De acordo com a APS, os terminais que operam granéis sólidos vegetais no Porto de Santos têm apresentado um bom desempenho e vêm respondendo com eficiência à demanda desse segmento. Embarcadores de commodities agrícolas vêm demonstrando preocupação com congestionamentos nos principais portos brasileiros para exportação de produtos.
Em entrevista recente à Reuters, o co-diretor de comércio de açúcar da consultoria Sucden, Dimitri Varsano, alertou que esse cenário pode piorar em caso de um período chuvoso nos próximos meses, agravado pelos efeitos do El Niño. Ele relatou à agência de notícias atrasos de até 35 dias nos embarques no Porto de Santos. A administração do Porto de Santos salientou que conta com uma atuação sistêmica na eliminação de problemas logísticos e reconheceu ser ‘inegável’ a necessidade de investimentos em novas infraestruturas para operação de cargas e nos acessos ao porto.

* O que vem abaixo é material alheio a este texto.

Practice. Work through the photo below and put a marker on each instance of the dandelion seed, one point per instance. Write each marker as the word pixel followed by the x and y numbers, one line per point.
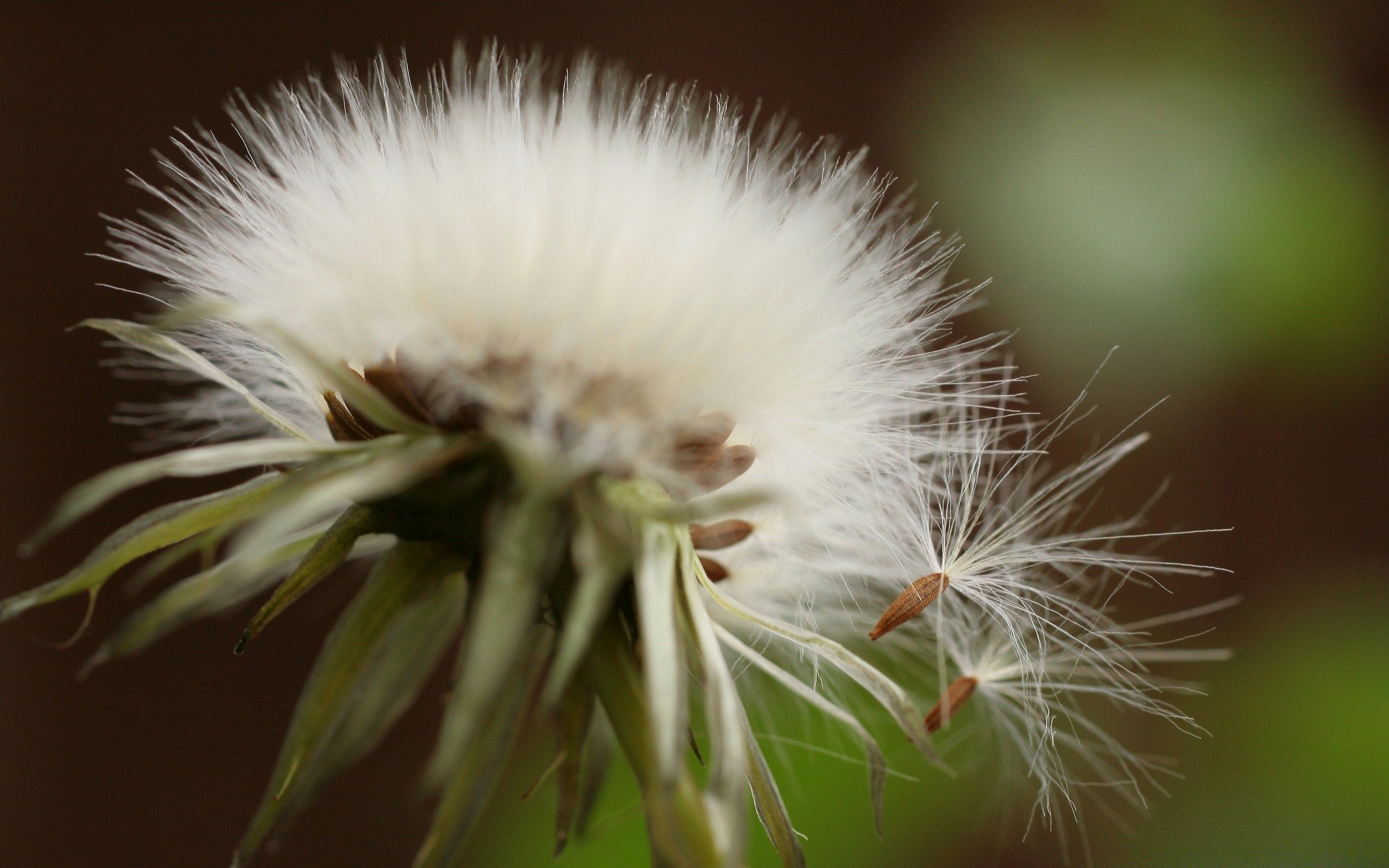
pixel 720 535
pixel 910 603
pixel 956 694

A APS destacou como medidas primordiais para atender bem as cadeias logísticas: a melhoria e ampliação do sistema ferroviário (Fips), além do acesso marítimo, aumentando a capacidade portuária com o aprofundamento do canal de 15 metros para 17 metros. No rodoviário, as obras do túnel Santos-Guarujá, o segundo acesso à margem direita, e avenidas perimetrais. “A chegada da carga pelo modal rodoviário tem se mantido dentro da normalidade. Algumas intercorrências ocorreram por conta de obras na Avenida Augusto Barata (via de acesso ao porto), que já foram concluídas”, informou a APS à reportagem. Em nota, a autoridade portuária santista destacou, entre as medidas implementadas, o sistema de agendamento de caminhões (Sealog), que minimiza a ocorrência de congestionamento e atrasos.

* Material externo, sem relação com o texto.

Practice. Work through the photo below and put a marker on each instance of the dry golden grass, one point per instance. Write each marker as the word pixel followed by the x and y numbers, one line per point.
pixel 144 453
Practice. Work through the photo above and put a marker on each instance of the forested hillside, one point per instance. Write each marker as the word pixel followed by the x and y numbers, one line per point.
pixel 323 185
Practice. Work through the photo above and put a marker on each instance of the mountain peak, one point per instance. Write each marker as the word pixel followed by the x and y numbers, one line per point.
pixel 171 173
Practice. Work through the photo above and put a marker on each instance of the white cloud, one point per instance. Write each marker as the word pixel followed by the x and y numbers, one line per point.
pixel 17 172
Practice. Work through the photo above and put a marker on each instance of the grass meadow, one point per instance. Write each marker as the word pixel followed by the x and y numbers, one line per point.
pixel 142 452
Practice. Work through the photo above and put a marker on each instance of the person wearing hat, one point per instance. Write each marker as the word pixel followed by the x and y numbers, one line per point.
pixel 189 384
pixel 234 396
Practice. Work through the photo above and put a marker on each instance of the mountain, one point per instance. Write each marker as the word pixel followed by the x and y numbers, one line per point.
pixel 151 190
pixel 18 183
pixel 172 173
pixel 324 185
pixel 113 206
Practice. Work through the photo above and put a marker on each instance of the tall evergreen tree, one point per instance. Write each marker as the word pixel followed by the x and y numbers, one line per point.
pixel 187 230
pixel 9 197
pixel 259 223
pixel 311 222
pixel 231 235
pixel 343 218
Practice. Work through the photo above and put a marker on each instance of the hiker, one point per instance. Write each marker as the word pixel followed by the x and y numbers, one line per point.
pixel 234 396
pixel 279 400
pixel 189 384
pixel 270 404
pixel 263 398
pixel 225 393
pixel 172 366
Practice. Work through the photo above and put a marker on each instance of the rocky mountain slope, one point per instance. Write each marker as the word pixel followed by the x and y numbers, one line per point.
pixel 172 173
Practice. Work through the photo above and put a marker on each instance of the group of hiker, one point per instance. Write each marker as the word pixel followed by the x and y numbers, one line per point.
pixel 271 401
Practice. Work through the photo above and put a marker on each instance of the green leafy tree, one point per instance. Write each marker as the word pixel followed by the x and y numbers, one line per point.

As projeções de demanda do Plano de Desenvolvimento e Zoneamento do Porto de Santos (PDZ) apontam para um crescimento médio da ordem de 2,3% ao ano, partindo de uma movimentação à época de sua publicação de 135 milhões de toneladas (2020) e atingindo 215 milhões de toneladas em 2040, frente a uma capacidade de 161 e 240 milhões de toneladas, respectivamente. “Em que pese as projeções do cenário base indicarem o equilíbrio entre demanda e capacidade, não se pode descartar a possibilidade de um cenário de crescimento mais otimista, haja vista os consecutivos recordes anuais registrados nos últimos anos”, afirmou a APS.
Para este ano, a autoridade portuária projeta novo recorde de movimentação da ordem de 167 milhões de toneladas. A APS identificou a necessidade de se viabilizar urgentemente um novo acesso ligando o Planalto à Baixada Santista, como forma de dar suporte ao aumento exponencial projetado na movimentação de cargas, integrando outros pontos do Rodoanel com a Baixada Santista, evitando que os investimentos para a ampliação da capacidade do porto tenham como origem/destino o já saturado município de Cubatão.
Atualmente, a chegada de cargas oriundas do Planalto se dá unicamente pelas duas faixas de rolamento da saturada Rodovia Anchieta, construída em 1947, com 12 km de estradas sinuosas em seu trecho de serra. Diante desse cenário, a APS entende ser prioritária a viabilização de adequações nos limites da área do Porto Organizado de Santos (Poligonal) e solicitou à Secretaria Nacional de Portos e Transportes Aquaviários (SNPTA) alterações na poligonal.